For reference, here is the decklist that I top’2 Grand Prix Madrid with going 13-3 individually.
I used to run a slightly different split of fetches with the nod to Bloodstained Mire over Windswept Heath. Bloodstained Mire lets you fetch basic Mountain on turn two, and Windswept Heath is better against Blood Moon when you want a Forest out of your deck as soon as possible. When you’re in the market of building your Mountain count, you will have to shock your self with Windswept Heath on turn two.
Stomping Ground is your early game Taiga that will cost you some lifepoints. On the play against an aggressive deck, it’s not rare that you shock your self and pass the turn with Lightning Bolt up anticipating a one drop from the opponent to make sure you can curve out your Farseek or Sakura-Tribe Elder next turn. Also fetching out Stomping Ground over Forest on turn one to suspend Search for Tomorrow is almost always right in the dark. The exception is against aggressive strategies or when you’re already holding a Scapeshift, because Scapeshift kills the opponent either way and only Primeval Titan cares about your Mountain count. You often fetch out Stomping Ground on your opponent’s end step for obvious reasons.
Cinder Glade is your late game Taiga that you sometimes have to work a little for. Most games will leave you with two basic lands in play no matter what you do, but some games you will have to fetch out basic Mountain with your fetchland or Farseek in order to make the Cinder Glade in your hand an untapped land for Primeval Titan on time. You fetch out Cinder Glade with Farseek when you only have non basics in play and would rather draw Stomping Ground from the top of your deck than Cinder Glade.
During a long tournament like a Grand Prix, I expect you to cycle this card once or twice, and most of the time search it out with Farseek or fetchlands with hands that don’t want to draw a ETB tapped land off the top.
You will fetch out this land turn one against Burn when you have the Search for Tomorrow or later in the game when you already have five Mountains and no Valakut, the Molten Pinnacle on the battlefield, because you want as many Mountains in your deck as possible. The other reason is Blood Moon. I’ve encountered situations more than once where I resolve Summoner’s Pact and Primeval Titan against a deck that potentially has Blood Moon. In these situations, I will search up two Forests (or the last one if I already have one) to make sure I don’t lose to the pact trigger. Overall Forest is the most unexciting land in your deck, but rather a necessary evil thanks to red mages.

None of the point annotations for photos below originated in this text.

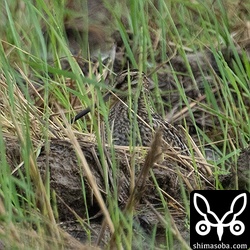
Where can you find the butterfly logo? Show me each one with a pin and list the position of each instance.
(203, 227)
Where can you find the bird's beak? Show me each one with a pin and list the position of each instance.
(87, 110)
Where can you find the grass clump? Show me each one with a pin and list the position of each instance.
(45, 78)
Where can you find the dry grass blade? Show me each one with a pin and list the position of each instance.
(68, 131)
(152, 157)
(41, 195)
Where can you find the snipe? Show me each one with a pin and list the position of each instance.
(132, 120)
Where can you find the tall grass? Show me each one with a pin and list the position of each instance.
(33, 42)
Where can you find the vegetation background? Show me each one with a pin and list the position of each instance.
(38, 38)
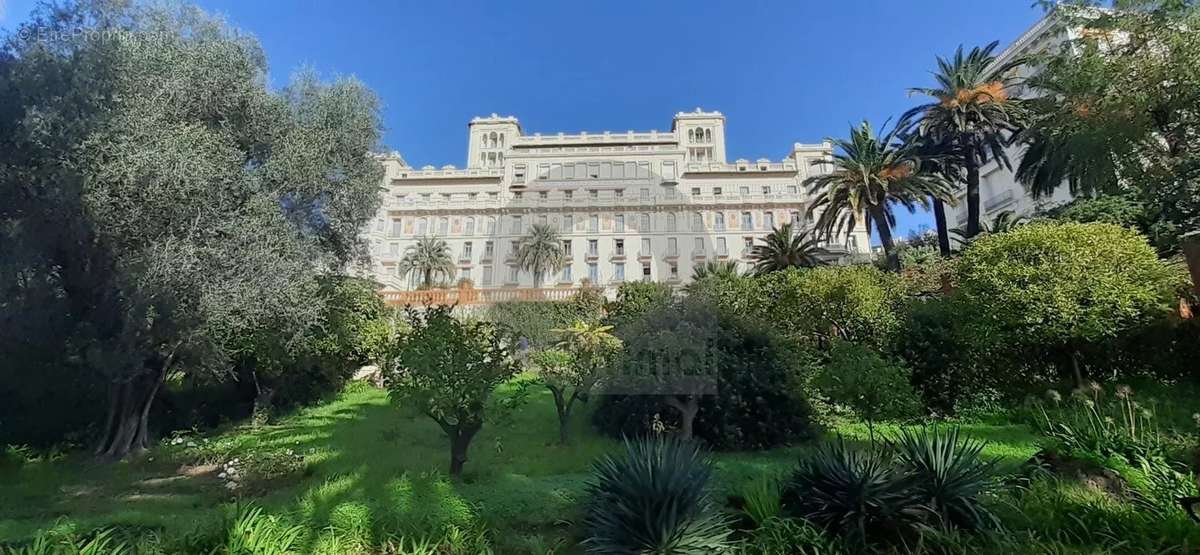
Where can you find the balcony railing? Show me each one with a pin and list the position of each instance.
(474, 297)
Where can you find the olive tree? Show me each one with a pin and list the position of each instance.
(169, 198)
(574, 366)
(448, 369)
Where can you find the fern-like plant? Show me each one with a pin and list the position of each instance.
(250, 531)
(654, 500)
(949, 473)
(857, 494)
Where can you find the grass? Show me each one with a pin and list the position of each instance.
(372, 471)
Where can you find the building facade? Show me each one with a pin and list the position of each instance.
(629, 206)
(999, 189)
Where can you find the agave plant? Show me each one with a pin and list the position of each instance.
(857, 494)
(949, 475)
(654, 500)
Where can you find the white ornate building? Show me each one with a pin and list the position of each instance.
(630, 206)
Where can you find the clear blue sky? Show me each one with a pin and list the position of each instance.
(781, 72)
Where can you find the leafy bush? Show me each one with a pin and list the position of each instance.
(873, 386)
(949, 475)
(1065, 287)
(858, 494)
(855, 303)
(654, 499)
(949, 362)
(761, 401)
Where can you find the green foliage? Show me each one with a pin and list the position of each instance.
(447, 369)
(654, 499)
(635, 299)
(1120, 117)
(759, 377)
(540, 252)
(869, 383)
(762, 500)
(785, 248)
(250, 531)
(783, 536)
(1065, 284)
(858, 494)
(855, 303)
(102, 542)
(951, 363)
(949, 475)
(156, 232)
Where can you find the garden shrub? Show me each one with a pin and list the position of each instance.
(760, 399)
(1065, 287)
(951, 363)
(654, 499)
(853, 303)
(873, 386)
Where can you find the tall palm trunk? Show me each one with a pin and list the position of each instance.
(943, 232)
(972, 166)
(880, 221)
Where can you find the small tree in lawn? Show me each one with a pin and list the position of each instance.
(447, 369)
(574, 366)
(863, 380)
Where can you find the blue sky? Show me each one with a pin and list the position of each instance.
(781, 72)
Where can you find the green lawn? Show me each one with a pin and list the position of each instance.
(373, 469)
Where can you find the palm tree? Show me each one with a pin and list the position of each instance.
(431, 258)
(723, 269)
(870, 174)
(540, 251)
(972, 115)
(786, 249)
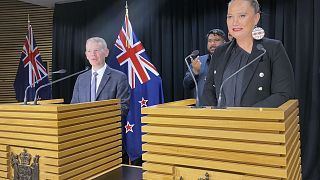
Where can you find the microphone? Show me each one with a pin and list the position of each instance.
(61, 71)
(58, 80)
(194, 54)
(259, 47)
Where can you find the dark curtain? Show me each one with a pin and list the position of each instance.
(170, 30)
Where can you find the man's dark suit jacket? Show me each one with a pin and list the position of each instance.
(114, 85)
(268, 82)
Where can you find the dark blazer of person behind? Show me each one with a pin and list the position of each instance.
(267, 82)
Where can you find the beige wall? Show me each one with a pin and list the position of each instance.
(13, 29)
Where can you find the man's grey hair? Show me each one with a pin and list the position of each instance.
(98, 40)
(254, 3)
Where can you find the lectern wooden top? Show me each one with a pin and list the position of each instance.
(183, 108)
(50, 106)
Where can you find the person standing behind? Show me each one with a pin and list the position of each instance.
(199, 65)
(267, 81)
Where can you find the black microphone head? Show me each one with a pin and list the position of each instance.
(260, 47)
(61, 71)
(194, 53)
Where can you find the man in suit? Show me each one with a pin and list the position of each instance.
(199, 65)
(102, 82)
(109, 83)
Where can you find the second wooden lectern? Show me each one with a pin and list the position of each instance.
(59, 141)
(185, 143)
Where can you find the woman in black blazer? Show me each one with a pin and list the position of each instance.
(266, 78)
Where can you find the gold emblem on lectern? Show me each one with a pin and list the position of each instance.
(22, 168)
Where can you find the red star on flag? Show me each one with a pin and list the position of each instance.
(143, 102)
(129, 127)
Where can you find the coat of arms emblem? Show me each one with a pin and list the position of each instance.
(22, 168)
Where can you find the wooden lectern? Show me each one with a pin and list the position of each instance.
(72, 141)
(185, 143)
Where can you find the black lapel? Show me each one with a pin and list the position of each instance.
(87, 86)
(104, 80)
(249, 71)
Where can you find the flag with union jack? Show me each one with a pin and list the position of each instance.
(131, 58)
(31, 71)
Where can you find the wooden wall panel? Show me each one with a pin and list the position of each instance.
(13, 29)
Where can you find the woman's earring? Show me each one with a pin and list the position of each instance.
(258, 33)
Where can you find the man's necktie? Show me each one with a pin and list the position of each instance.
(93, 86)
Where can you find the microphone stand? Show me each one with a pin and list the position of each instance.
(194, 80)
(58, 80)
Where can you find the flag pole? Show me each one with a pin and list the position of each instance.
(28, 21)
(127, 15)
(127, 10)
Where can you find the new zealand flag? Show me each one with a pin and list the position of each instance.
(31, 71)
(146, 85)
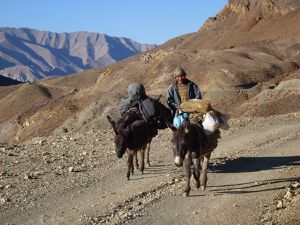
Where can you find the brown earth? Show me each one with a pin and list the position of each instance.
(76, 178)
(238, 58)
(59, 165)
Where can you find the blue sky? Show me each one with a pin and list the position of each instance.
(144, 21)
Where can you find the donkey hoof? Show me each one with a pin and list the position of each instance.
(185, 194)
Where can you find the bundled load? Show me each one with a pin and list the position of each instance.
(200, 111)
(195, 106)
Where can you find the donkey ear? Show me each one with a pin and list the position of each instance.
(113, 124)
(185, 128)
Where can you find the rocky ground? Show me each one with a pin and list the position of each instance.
(76, 178)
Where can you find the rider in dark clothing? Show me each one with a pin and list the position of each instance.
(136, 94)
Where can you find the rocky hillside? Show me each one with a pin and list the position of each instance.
(245, 59)
(28, 54)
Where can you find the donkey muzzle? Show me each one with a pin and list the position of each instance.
(178, 161)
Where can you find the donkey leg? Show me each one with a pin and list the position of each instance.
(142, 153)
(187, 173)
(147, 154)
(203, 176)
(196, 171)
(136, 160)
(129, 163)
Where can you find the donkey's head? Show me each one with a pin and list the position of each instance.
(121, 137)
(181, 142)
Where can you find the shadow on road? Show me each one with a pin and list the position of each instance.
(254, 164)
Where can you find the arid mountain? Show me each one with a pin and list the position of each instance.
(245, 59)
(5, 81)
(28, 54)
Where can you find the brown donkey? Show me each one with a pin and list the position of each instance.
(133, 137)
(192, 146)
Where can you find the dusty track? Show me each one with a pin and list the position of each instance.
(77, 179)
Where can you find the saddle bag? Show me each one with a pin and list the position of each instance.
(210, 122)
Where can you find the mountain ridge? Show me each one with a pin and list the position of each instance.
(29, 54)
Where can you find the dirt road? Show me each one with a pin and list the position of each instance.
(77, 179)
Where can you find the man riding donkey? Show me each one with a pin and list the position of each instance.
(142, 106)
(195, 129)
(141, 117)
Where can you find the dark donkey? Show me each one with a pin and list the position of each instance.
(132, 137)
(133, 134)
(192, 146)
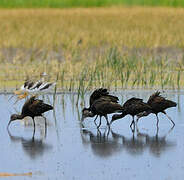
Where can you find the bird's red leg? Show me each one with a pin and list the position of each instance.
(107, 120)
(45, 126)
(132, 123)
(34, 127)
(95, 119)
(157, 120)
(100, 122)
(169, 118)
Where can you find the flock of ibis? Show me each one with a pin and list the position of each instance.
(101, 103)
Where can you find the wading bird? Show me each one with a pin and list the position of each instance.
(33, 107)
(102, 107)
(132, 107)
(97, 94)
(158, 104)
(34, 87)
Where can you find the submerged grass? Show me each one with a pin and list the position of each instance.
(83, 49)
(85, 3)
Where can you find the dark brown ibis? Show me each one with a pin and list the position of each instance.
(132, 107)
(158, 104)
(97, 94)
(102, 107)
(33, 107)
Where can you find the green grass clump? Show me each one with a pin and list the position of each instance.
(83, 49)
(85, 3)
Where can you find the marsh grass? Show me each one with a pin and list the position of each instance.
(82, 49)
(84, 3)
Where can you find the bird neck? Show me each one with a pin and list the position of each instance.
(20, 116)
(117, 116)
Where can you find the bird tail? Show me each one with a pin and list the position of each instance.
(171, 103)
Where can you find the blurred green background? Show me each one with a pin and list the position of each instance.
(86, 3)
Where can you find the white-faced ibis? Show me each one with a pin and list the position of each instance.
(102, 107)
(158, 104)
(132, 107)
(34, 87)
(33, 107)
(97, 94)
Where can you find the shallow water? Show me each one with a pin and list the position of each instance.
(69, 149)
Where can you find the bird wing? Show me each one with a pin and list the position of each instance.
(155, 97)
(101, 92)
(136, 108)
(160, 104)
(106, 107)
(132, 101)
(25, 108)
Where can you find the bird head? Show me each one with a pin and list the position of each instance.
(86, 113)
(117, 116)
(18, 92)
(24, 95)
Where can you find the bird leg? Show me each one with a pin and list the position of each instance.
(45, 126)
(107, 120)
(132, 123)
(169, 118)
(157, 120)
(34, 127)
(95, 119)
(100, 122)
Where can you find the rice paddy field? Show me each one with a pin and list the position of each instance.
(130, 50)
(84, 48)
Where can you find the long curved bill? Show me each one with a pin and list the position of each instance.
(8, 123)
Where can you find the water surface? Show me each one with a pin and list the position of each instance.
(69, 149)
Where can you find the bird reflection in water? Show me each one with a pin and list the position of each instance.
(107, 143)
(33, 147)
(100, 143)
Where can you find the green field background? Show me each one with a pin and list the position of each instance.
(86, 3)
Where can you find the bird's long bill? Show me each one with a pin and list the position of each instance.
(9, 123)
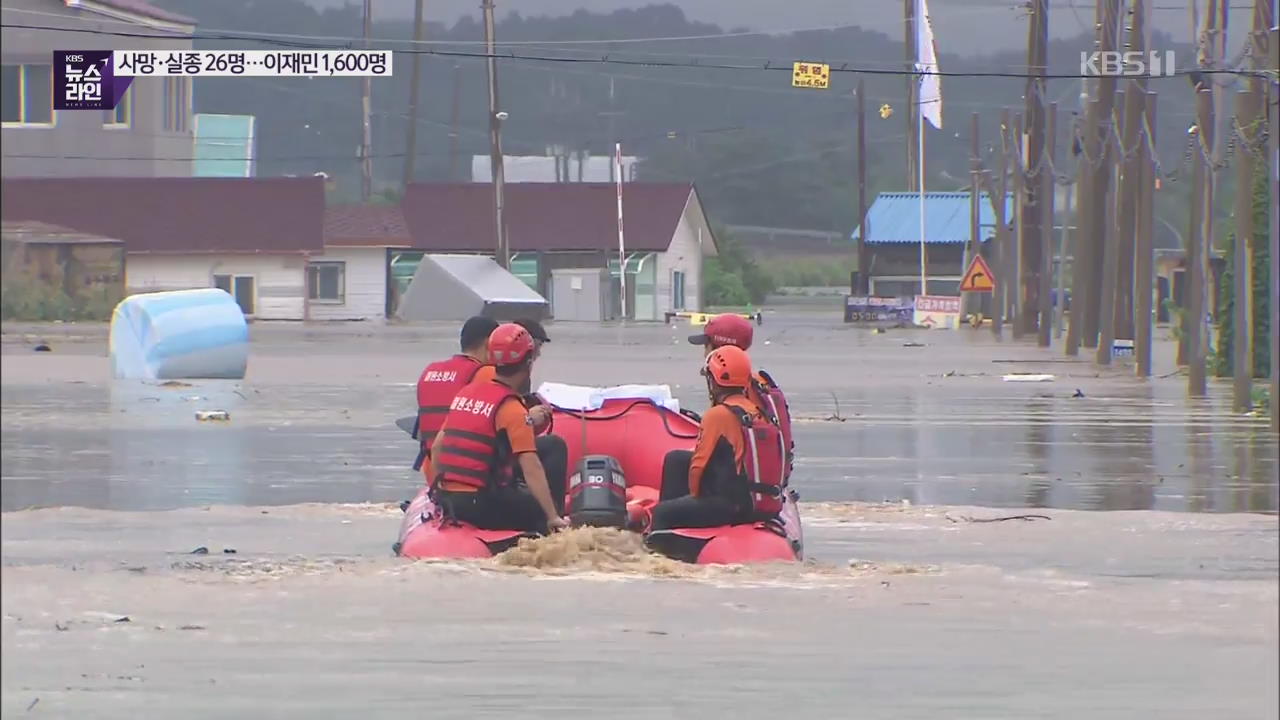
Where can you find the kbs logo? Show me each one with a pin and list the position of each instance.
(1133, 63)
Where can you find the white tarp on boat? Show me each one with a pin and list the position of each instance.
(187, 333)
(584, 397)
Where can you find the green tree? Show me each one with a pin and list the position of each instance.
(732, 278)
(1223, 364)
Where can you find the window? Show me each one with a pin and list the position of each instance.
(327, 282)
(177, 103)
(241, 287)
(123, 113)
(28, 95)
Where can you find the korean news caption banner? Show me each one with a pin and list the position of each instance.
(96, 80)
(937, 311)
(878, 310)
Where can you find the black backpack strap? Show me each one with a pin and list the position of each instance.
(743, 415)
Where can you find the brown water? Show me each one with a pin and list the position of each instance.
(933, 424)
(915, 609)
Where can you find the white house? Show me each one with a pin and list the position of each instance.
(553, 226)
(350, 279)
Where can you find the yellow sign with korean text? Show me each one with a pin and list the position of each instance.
(810, 74)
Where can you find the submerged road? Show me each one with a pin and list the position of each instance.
(919, 415)
(1164, 607)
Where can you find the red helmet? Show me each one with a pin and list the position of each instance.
(510, 345)
(728, 367)
(725, 329)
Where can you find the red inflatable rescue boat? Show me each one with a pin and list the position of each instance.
(636, 434)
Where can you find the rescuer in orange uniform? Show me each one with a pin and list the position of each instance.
(489, 468)
(730, 329)
(735, 473)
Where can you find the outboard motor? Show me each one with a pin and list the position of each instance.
(598, 493)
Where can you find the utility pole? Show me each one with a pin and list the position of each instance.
(366, 142)
(415, 78)
(1242, 320)
(1047, 186)
(1197, 251)
(1015, 263)
(1002, 255)
(1110, 268)
(1082, 247)
(1098, 145)
(453, 126)
(1130, 168)
(974, 209)
(1274, 162)
(1063, 250)
(496, 118)
(1031, 240)
(864, 255)
(1143, 245)
(913, 149)
(1134, 101)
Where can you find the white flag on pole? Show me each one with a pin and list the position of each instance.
(927, 62)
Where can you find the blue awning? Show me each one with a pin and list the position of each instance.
(895, 218)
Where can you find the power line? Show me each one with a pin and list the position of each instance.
(652, 63)
(731, 35)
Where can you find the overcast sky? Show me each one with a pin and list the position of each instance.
(961, 26)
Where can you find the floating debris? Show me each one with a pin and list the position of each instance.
(1028, 378)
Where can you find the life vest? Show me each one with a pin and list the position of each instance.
(763, 473)
(437, 387)
(773, 405)
(472, 451)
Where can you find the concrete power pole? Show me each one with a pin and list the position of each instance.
(1143, 244)
(453, 127)
(1272, 186)
(1193, 320)
(496, 117)
(974, 209)
(1048, 188)
(415, 78)
(864, 255)
(366, 142)
(913, 149)
(1031, 240)
(1100, 144)
(1242, 269)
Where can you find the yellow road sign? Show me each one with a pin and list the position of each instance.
(978, 277)
(810, 74)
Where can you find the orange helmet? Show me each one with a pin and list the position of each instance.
(728, 367)
(510, 345)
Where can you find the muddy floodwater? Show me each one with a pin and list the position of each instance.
(958, 563)
(904, 415)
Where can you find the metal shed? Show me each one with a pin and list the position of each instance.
(455, 287)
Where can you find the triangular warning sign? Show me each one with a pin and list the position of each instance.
(978, 277)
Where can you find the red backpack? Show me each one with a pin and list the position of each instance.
(763, 465)
(773, 405)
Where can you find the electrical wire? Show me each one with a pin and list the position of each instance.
(653, 63)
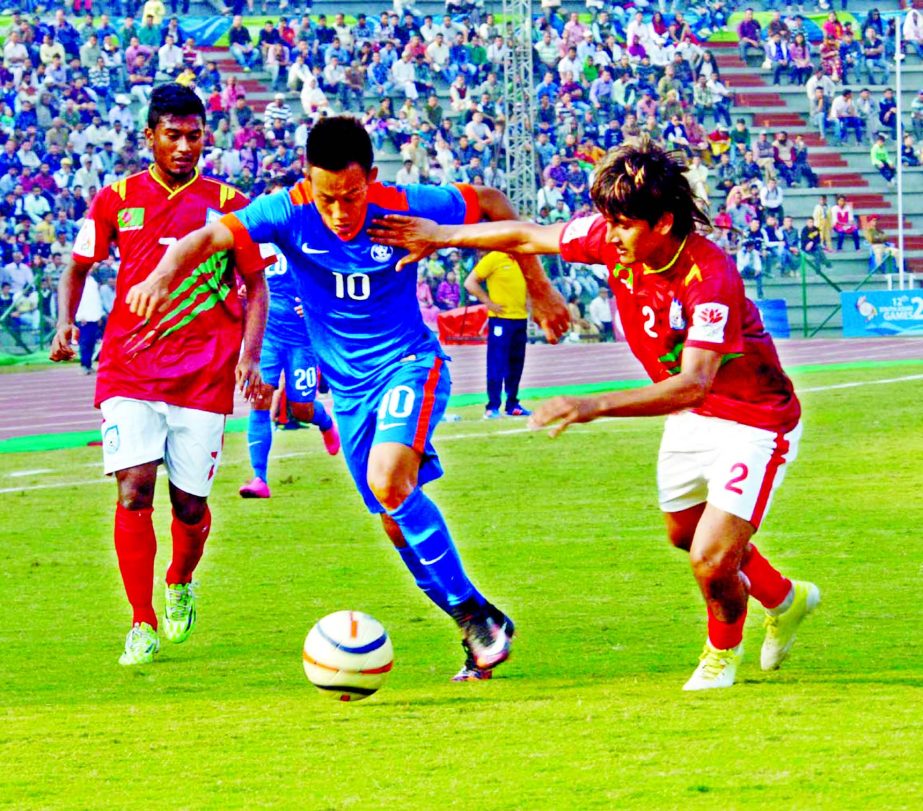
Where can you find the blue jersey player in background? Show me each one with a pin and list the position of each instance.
(387, 372)
(286, 353)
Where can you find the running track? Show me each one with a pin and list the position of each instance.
(60, 399)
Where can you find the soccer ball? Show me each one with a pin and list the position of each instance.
(347, 655)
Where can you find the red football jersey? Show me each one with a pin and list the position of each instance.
(185, 356)
(699, 302)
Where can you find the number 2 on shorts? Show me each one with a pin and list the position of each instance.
(740, 472)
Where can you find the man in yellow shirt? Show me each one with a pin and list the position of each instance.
(505, 298)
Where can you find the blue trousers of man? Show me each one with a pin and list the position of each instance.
(506, 354)
(89, 334)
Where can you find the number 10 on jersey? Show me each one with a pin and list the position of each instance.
(352, 285)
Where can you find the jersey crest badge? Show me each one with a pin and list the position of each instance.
(130, 219)
(382, 253)
(708, 322)
(111, 440)
(676, 316)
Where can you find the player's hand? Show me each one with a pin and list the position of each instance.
(415, 234)
(559, 412)
(61, 348)
(549, 311)
(148, 297)
(249, 381)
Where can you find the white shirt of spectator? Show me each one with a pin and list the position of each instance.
(438, 53)
(428, 32)
(91, 305)
(169, 58)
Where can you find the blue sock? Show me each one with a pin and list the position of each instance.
(259, 439)
(321, 418)
(426, 584)
(427, 536)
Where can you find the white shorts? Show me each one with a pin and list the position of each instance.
(187, 440)
(733, 467)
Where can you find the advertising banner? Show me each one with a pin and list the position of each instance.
(882, 312)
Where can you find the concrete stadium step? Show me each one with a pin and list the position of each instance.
(755, 99)
(777, 120)
(735, 80)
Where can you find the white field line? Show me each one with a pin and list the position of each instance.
(449, 438)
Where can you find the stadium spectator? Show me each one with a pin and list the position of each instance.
(881, 159)
(749, 35)
(873, 54)
(811, 247)
(887, 112)
(844, 222)
(241, 45)
(845, 116)
(884, 255)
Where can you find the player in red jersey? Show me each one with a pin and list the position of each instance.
(165, 384)
(734, 419)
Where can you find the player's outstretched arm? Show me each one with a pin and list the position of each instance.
(70, 289)
(549, 310)
(687, 389)
(247, 373)
(152, 295)
(421, 237)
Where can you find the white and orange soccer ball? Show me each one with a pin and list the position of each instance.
(347, 655)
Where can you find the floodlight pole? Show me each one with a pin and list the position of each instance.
(519, 103)
(898, 60)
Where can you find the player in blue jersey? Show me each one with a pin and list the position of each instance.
(387, 372)
(286, 352)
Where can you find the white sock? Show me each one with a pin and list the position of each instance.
(782, 607)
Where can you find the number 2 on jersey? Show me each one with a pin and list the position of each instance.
(650, 317)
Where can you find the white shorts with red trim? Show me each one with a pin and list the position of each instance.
(734, 467)
(187, 440)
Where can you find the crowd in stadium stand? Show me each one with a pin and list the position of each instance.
(75, 88)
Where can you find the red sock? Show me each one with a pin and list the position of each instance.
(766, 584)
(188, 543)
(725, 635)
(136, 547)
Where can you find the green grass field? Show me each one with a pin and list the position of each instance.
(566, 536)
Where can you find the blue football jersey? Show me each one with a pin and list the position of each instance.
(284, 326)
(362, 316)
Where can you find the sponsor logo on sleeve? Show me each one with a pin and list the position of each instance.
(677, 321)
(579, 228)
(130, 219)
(708, 323)
(85, 243)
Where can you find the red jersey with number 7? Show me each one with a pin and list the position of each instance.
(697, 302)
(187, 354)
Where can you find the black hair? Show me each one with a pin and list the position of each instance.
(173, 99)
(644, 181)
(338, 141)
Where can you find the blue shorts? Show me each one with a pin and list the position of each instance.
(406, 408)
(298, 364)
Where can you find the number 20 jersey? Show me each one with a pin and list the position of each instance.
(362, 315)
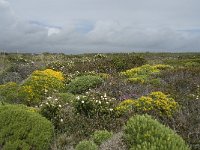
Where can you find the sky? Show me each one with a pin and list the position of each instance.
(86, 26)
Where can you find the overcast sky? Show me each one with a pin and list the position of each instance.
(83, 26)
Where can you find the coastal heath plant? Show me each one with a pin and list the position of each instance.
(23, 128)
(157, 103)
(82, 84)
(142, 132)
(40, 84)
(94, 104)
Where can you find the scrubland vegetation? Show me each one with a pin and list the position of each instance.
(136, 101)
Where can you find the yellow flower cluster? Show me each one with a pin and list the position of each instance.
(39, 85)
(143, 74)
(156, 101)
(125, 105)
(49, 72)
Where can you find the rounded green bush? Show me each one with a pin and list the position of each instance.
(144, 133)
(86, 145)
(101, 136)
(22, 128)
(83, 83)
(8, 92)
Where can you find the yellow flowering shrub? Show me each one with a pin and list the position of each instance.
(125, 106)
(39, 85)
(8, 92)
(143, 74)
(50, 72)
(156, 102)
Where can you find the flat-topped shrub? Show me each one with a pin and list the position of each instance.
(22, 128)
(83, 83)
(143, 74)
(86, 145)
(8, 92)
(101, 136)
(40, 84)
(144, 133)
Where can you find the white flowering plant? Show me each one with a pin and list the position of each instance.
(52, 110)
(94, 104)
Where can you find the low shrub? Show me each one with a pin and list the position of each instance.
(22, 128)
(156, 103)
(83, 83)
(101, 136)
(39, 85)
(86, 145)
(144, 133)
(94, 105)
(144, 74)
(51, 109)
(116, 142)
(9, 92)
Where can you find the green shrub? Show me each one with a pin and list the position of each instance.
(144, 133)
(86, 145)
(9, 92)
(66, 97)
(39, 85)
(51, 109)
(22, 128)
(101, 136)
(144, 73)
(94, 104)
(156, 102)
(83, 83)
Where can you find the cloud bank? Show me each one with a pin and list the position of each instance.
(18, 34)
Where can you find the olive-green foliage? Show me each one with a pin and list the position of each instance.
(86, 145)
(39, 85)
(83, 83)
(144, 73)
(94, 104)
(21, 128)
(144, 133)
(66, 97)
(8, 92)
(101, 135)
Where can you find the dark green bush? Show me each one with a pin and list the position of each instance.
(86, 145)
(22, 128)
(83, 83)
(94, 105)
(101, 136)
(8, 92)
(144, 133)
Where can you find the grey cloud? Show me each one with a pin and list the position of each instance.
(100, 35)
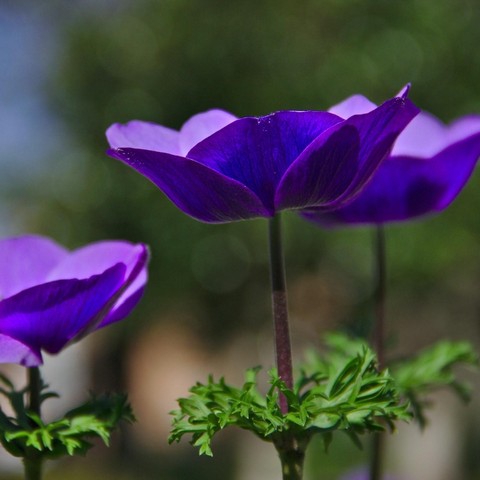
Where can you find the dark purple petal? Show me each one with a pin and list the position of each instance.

The good old basic Mountain will give you painfree Mountain development. When you’re going for a late game Scapeshift, make sure to beat Ghost Quarter and Field of Ruin by leaving at least one Mountain in your deck. They will also come in handy for super grindy games against Control and Jund where you’re trying to natural Valakut them out. A few times I’ve run out of actual basic Mountains in my deck to make Sakura and Search useless as Lighting Bolt impersonaters. Don’t put your self in that situation, so manage your total number of Mountains just as carefully as your basic and non basic number.